[Renaissance in Italy, Volume 1 (of 7) by John Addington Symonds]@TWC D-Link book
Renaissance in Italy, Volume 1 (of 7)

CHAPTER V
120/141

Michael Angelo, after the siege, worked at the Medici tombs for Pope Clement, as a makepeace offering for the fortification of Samminiato; while Machiavelli entreats to be put _to roll a stone by these Signori Medici_, if only he may so escape from poverty and dullness.

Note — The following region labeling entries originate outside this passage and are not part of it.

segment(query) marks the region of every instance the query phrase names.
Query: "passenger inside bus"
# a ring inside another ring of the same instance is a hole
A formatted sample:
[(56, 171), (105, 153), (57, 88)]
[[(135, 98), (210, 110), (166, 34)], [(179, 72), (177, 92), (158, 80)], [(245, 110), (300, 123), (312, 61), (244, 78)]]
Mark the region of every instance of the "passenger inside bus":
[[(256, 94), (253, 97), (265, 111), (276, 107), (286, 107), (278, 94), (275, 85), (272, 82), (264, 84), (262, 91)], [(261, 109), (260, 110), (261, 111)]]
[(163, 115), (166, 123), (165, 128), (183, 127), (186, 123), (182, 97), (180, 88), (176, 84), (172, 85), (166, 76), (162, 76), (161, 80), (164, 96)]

Michael Angelo, we must remember, owed a debt of gratitude as an artist to the Medici for his education in the gardens of Lorenzo.
Moreover, the quatrain which he wrote for his statue of the Night justifies us in regarding that chapel as the cenotaph designed by him for murdered Liberty.

Machiavelli owed nothing to the Medici, who had disgraced and tortured him, and whom he had opposed in all his public action during fifteen years.

Yet what was the gift with which he came before them as a suppliant, crawling to the footstool of their throne?
A treatise _De Principatibus_; in other words, the celebrated _Principe_; which, misread it as Machiavelli's apologists may choose to do, or explain it as the rational historian is bound to do, yet carries venom in its pages.

Remembering the circumstances under which it was composed, we are in a condition to estimate the proud humility and prostrate pride of the dedication.